MA’O is a Hawaiian acronym that stands for Mala: garden, ʻAi: food and ʻOpio: young. The organization aims to impart a love and respect for the land on youth  through farming organic fruits, vegetables and herbs.

Twelve years after first stepping foot onto the farm, Sana has a bachelor’s degree, a wealth of agriculture experience and a full-time job as MA’O’s farm manager. One highlight, she says, is mentoring youth who are finding themselves like she did.

Cheryse Kaui Sana is a former intern and current farm manager at MA’O. Photo courtesy MA’O Organic Farms

“The growing of food is beautiful, but the growing of people is something that’s more touching and more fulfilling, and to have them both, it’s so amazing,” she says.

The organization sells its produce through a CSA program and in grocery stores, as well as to restaurants. The proceeds go toward supporting the program’s interns and paying the organization’s staff.

MA’O co-founder Gary Maunakea-Forth says he and his wife Kukui started the farm because they were concerned about the future of Waianae and wanted to make a positive impact. The couple had grown up on farms and knew it was really hard work. “But it really informed a lot of decisions and made us who we are later in life,” says Maunakea-Forth. He says it’s important to teach Hawaiians to become self-sufficient in a state that imports 85-90 percent of its food.

Census data from 2017 shows that the community, which is on the west side of the island of O’ahu, has a poverty rate of 27 percent. This is more than double the rate of the rest of Hawaii. Maunakea-Forth says that Waianae is also one of the most food-insecure communities statewide. He says the farm has been causing some positive change in the community over the years to help tackle these problems. More than 300 young people have been through its internship programs, he says, and more than 140 of them have received degrees of some kind.

“Almost all have become employed,” he says. “It’s not that big of a deal when you consider that you only have 2.5 percent unemployment in Hawaii, but even in our community, our unemployment rate is about 10 or 12 percent.”

Tiare Toetu’u-Aipa is a current MA’O intern who has a hope of eventually becoming a radiology technician. Coming from a family of nine, she says it would have been difficult to find the money she needed for her post-secondary career.
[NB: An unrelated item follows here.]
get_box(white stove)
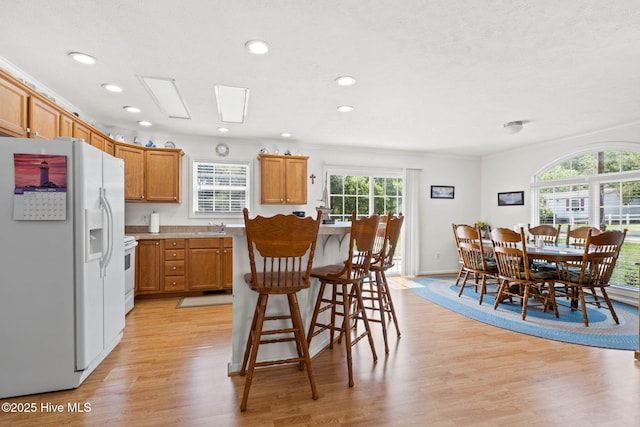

While MA’O has helped her get ahead with school, she says she’s picked up historical knowledge about her Hawaiian roots she never knew about before. “I believe that what our ancestors did before really goes hand in hand with what could better our food systems or how we’re living in general,” she says.

Using the knowledge she learned on the farm, Toetu’u-Aipa has been growing food with her family at home. While she doesn’t intend to go into farming as a profession, she says she’ll carry the strong work ethic she’s learned through farming into her career when it’s time to leave MA’O.